用Burg算法求AR模型的参数
主程序:c----------------------------------------------------------------------
c main program harburg : to test subroutine ARBURG
c To compute the AR model coefficients by Burg algorithm ,IP=10
c Pleaselink subroutine ARBURG,AR1PSD RELFFT,PSPLOT
c----------------------------------------------------------------------
complex x(0:127),a(0:10),ef(0:127),eb(0:127)

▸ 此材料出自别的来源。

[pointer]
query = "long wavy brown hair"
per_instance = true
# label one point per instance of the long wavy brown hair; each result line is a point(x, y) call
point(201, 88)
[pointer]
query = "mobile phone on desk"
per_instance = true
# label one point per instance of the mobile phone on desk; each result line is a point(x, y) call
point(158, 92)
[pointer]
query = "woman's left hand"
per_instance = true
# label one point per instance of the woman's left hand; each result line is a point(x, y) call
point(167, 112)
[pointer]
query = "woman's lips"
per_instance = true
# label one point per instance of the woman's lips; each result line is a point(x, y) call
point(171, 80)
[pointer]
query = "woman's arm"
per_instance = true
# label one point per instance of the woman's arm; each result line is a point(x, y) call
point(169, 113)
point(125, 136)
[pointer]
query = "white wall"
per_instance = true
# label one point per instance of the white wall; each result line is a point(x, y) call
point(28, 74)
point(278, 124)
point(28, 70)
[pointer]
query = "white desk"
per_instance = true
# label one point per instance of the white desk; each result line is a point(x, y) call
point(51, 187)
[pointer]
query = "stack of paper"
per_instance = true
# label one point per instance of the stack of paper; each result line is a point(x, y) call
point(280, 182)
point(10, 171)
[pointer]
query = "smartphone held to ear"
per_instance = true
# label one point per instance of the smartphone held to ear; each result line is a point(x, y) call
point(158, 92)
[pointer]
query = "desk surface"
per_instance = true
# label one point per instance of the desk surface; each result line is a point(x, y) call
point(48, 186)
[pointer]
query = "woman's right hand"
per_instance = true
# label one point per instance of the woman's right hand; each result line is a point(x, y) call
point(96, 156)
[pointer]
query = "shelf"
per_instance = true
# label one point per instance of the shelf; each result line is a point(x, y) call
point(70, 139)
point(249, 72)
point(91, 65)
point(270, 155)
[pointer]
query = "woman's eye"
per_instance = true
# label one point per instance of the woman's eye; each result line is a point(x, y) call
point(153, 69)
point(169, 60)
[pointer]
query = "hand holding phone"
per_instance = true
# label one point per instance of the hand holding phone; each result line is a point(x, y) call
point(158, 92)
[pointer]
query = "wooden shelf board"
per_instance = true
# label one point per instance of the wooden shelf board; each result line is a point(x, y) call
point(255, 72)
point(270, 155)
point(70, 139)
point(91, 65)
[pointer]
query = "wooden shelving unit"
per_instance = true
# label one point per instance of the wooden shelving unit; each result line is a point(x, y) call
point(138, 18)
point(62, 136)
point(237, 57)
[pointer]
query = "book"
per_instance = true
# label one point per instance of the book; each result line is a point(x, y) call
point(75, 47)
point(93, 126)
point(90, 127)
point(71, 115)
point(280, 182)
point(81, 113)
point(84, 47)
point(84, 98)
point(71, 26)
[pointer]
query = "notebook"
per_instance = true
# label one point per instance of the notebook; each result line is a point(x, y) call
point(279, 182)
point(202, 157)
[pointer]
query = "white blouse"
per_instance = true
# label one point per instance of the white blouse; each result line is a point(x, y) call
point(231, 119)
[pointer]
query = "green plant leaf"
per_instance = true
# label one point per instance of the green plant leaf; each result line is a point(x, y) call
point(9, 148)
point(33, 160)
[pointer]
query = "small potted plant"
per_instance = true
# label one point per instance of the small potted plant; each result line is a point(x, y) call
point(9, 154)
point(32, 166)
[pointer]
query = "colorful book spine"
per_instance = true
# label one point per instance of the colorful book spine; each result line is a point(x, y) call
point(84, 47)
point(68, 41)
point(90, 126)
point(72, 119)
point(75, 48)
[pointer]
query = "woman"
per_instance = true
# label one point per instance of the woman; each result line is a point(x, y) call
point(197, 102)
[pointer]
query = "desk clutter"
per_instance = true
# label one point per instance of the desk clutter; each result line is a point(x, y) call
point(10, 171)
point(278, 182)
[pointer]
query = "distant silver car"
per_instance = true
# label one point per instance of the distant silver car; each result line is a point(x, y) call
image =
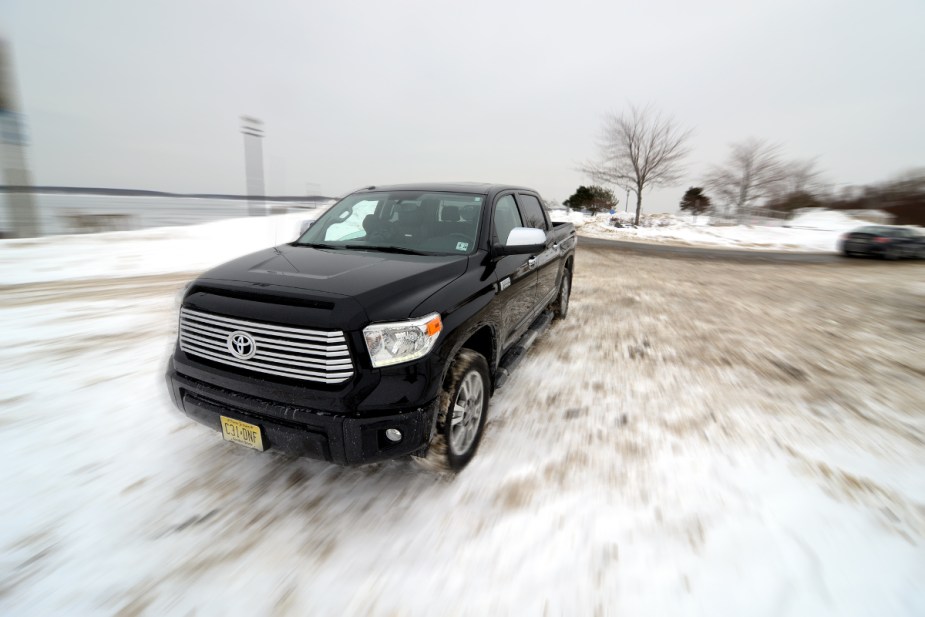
point(886, 241)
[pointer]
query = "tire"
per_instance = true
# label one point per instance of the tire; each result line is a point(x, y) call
point(560, 305)
point(462, 414)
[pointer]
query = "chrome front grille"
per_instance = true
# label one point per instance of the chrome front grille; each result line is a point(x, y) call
point(297, 353)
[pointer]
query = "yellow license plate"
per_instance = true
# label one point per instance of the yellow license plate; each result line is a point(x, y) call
point(242, 433)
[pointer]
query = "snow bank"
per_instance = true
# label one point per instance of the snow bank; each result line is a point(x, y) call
point(137, 253)
point(815, 231)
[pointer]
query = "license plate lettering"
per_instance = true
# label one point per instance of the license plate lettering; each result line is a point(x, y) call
point(242, 433)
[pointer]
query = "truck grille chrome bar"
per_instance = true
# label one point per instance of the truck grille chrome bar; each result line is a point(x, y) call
point(298, 353)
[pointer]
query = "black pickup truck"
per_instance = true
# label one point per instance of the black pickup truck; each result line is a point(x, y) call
point(382, 331)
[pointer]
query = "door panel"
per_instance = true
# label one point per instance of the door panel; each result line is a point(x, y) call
point(516, 277)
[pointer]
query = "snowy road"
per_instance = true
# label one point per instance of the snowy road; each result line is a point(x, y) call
point(697, 439)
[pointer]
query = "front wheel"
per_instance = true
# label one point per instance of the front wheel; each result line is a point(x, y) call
point(462, 414)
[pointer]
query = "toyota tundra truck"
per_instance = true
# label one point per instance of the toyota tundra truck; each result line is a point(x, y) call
point(382, 331)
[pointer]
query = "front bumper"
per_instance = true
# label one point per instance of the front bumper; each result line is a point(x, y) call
point(345, 439)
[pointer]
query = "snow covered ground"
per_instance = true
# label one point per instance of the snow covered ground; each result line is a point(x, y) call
point(696, 439)
point(815, 231)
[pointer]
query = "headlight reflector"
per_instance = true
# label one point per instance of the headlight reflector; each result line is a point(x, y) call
point(402, 341)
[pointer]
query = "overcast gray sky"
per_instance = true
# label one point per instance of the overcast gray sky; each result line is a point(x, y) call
point(120, 93)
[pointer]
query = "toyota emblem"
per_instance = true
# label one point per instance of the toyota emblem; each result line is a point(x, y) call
point(241, 345)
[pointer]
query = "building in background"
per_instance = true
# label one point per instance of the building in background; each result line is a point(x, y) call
point(21, 217)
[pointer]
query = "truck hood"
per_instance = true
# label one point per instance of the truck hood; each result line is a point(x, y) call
point(386, 286)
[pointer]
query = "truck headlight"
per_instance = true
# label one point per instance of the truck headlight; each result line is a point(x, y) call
point(402, 341)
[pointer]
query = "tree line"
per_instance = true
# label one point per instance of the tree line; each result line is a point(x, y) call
point(643, 148)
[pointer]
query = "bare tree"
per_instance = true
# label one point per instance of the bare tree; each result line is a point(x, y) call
point(752, 172)
point(639, 150)
point(802, 176)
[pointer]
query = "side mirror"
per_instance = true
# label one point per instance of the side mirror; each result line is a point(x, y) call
point(523, 241)
point(305, 225)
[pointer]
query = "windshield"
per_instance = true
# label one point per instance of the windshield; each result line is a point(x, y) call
point(428, 223)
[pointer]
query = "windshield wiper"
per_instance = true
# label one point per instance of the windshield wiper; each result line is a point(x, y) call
point(321, 245)
point(386, 249)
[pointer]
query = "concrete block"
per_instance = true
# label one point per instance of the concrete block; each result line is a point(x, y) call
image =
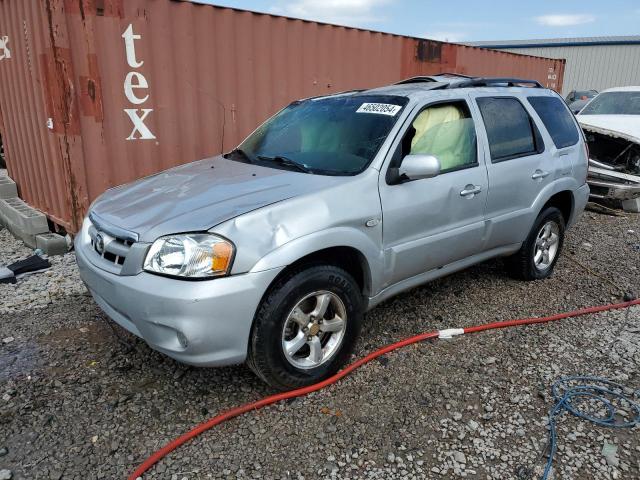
point(23, 221)
point(52, 244)
point(631, 205)
point(24, 216)
point(8, 187)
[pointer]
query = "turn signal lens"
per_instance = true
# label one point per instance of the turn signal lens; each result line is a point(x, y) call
point(222, 255)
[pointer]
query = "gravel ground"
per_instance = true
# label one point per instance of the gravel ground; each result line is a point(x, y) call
point(82, 399)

data n/128/,ip/10/,mfre/4096/,ts/1./
open(3,file='test.dat',status='old')
do 20 k=0,n-1
read(3,*)x(k)
20 continue
close(3)
call arburg(x,a,ef,eb,n,ip,ep,ierror)
if(ierror.eq.0) goto 30
write(*,*)' stop at rotine aryuwa, ierror=',ierror
stop
30 write(*,*)' white noise variance=',ep
write(*,*)' k a(k)'
do 40 k=0,ip-1
40 write(*,41)k,a(k)
41 format(' ',i10,2f14.6)
call ar1psd(a,ip,mfre,ep,ts)
stop
end
子程序:
subroutine arburg(x,a,ef,eb,n,ip,ep,ierror)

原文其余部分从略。